なんで悔しがるのか分からないまま、ピュトーンのほうに向かう。
「ピュトーン、ちょっといいかな」
「ああっ! ありがとう! すごくおもしろいよぉ」
「あたしからもお礼をいうよ、そうだ、あんたいけるクチかい? あたしの宝物庫にいい酒がいくつかあるんだけど、いけるクチなら一緒にどうだい」
「それは魅力的だけど、今はちょっとした頼みがあるんだ」
「たのみぃ?」
「うん、二人ともドラゴンの姿になってみてくれるかな。デュポーンとラードーンもそうしてくれるって」
「なんでそんな事をするんだい」
「えっと……なんでだろう」
俺は考えて、自分の気持ちを言葉にしてみる。
「前代未聞のすごい光景を見てみたい、から?」
「ふーん、まっ、人間の男の子っていうのはそういうものかね」
「あたしはいいよぉ、これでお世話になってるしぃ」
幼い方――現世のともいうべきか、そのピュトーンがどこからともなく枕を取り出して、それをぬいぐるみのように抱きしめながら言う。

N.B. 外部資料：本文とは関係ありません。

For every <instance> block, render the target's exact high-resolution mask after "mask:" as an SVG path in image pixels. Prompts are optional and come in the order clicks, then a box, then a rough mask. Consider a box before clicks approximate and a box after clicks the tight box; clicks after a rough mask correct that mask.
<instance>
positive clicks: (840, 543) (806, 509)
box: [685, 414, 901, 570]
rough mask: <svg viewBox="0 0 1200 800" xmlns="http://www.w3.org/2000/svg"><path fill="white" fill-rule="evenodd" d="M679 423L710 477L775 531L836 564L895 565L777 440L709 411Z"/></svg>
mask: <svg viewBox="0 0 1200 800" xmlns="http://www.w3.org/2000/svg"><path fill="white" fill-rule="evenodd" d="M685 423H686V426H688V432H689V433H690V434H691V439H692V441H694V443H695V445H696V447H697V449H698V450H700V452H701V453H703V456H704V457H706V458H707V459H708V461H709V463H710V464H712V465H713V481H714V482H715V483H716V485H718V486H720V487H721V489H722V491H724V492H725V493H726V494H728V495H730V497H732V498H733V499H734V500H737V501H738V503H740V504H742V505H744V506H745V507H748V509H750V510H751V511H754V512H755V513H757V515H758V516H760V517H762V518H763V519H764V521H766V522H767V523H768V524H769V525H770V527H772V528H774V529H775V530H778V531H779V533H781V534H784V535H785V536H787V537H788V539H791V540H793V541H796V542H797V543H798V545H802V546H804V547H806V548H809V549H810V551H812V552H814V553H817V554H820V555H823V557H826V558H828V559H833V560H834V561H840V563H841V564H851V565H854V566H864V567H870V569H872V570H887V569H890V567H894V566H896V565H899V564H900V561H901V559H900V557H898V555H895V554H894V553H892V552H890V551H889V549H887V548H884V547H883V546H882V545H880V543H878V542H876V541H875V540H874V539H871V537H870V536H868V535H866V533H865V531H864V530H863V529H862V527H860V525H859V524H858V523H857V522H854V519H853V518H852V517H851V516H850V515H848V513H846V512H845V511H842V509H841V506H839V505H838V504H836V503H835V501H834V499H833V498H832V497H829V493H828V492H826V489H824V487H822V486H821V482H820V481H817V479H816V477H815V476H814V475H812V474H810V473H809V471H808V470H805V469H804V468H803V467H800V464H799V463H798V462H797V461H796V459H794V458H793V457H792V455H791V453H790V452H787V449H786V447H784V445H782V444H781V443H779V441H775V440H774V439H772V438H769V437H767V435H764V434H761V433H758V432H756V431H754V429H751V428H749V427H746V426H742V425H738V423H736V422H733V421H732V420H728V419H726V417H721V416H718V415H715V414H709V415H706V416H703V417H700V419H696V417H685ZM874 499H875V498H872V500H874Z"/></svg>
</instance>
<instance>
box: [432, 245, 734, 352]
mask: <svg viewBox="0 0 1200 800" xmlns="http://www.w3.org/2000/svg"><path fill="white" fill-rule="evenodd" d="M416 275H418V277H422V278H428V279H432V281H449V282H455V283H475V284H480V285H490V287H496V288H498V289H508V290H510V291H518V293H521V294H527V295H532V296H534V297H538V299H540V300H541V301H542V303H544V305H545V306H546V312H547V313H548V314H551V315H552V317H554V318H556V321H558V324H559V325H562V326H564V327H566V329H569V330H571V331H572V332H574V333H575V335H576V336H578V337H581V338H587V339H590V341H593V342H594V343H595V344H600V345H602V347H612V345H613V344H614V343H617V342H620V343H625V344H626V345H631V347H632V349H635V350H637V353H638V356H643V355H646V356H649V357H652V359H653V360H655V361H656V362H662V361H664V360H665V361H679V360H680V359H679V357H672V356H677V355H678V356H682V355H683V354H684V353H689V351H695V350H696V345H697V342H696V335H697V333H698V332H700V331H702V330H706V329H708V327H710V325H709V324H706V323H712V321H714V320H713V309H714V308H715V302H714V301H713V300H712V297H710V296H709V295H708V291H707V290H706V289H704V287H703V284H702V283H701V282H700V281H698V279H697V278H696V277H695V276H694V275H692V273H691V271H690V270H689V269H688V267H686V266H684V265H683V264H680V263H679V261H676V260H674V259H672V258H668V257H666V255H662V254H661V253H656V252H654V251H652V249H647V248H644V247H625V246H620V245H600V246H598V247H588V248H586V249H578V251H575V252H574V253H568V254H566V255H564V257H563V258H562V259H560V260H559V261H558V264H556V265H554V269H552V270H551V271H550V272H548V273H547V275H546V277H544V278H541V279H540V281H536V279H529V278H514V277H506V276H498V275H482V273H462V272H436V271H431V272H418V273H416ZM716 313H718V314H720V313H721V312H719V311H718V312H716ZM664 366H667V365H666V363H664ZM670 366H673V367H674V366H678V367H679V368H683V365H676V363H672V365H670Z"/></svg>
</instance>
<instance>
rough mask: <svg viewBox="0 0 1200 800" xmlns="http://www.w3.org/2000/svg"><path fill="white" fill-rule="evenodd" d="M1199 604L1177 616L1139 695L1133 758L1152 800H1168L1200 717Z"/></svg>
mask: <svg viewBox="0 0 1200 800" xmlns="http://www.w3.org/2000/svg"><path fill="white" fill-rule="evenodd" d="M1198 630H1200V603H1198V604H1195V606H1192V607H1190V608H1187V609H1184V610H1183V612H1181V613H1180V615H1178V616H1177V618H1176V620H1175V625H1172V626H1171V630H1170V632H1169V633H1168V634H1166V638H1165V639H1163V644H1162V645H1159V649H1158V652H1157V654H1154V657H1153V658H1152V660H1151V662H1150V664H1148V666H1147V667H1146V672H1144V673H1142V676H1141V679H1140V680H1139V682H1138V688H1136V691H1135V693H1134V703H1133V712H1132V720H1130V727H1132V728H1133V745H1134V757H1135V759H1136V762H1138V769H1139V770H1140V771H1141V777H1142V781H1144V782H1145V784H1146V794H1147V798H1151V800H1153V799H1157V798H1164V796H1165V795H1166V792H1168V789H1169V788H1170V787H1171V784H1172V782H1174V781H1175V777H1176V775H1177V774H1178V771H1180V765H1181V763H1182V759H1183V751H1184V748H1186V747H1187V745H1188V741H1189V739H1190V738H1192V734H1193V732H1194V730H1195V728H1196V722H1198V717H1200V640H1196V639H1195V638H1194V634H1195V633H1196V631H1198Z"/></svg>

よっぽど気に入ってくれてるんだなあその枕は、とおもった。
「いいよ、あいつらと一緒なのはちょいと不快だけど、面白い物を見せてもらったお礼でやったげるよ」
前世ピュトーンも同意した。
「オッケーだって」
「うむ」
「うん! ダーリンみてて!」
振り向いて伝えると、ラードーンとデュポーンは立て続けに頷いた。
そして、ほぼ同時に過去の自分達を呼び出す。
三人から七人になったラードーン、デュポーン、そしてピュトーン。
七人はそれぞれの表情をしながら、ゆっくりと飛行し、真上に上昇していく。
そして、人間としての姿が豆粒大くらいになるまで上がったあと、七人は花開くように散開した。
その――直後だった。
「「「――っっっ!!」」」
大半の魔物が倒れた。
一瞬にして、泡を吹いて倒れてしまった。
俺も足が一瞬がくっとくるのをどうにかこらえた。
七人が……七竜になった。
そこから放たれる圧倒的な存在感にあてられて、ガイやクリス等のリーダー格をのぞいて、ほとんどの魔物が気絶した。
「……すげえ」
どうにか凌げた俺は、上空で向き合う七頭の竜の、途ンでもない壮観な光景を見て、賛嘆の言葉が思わず口をついて出た。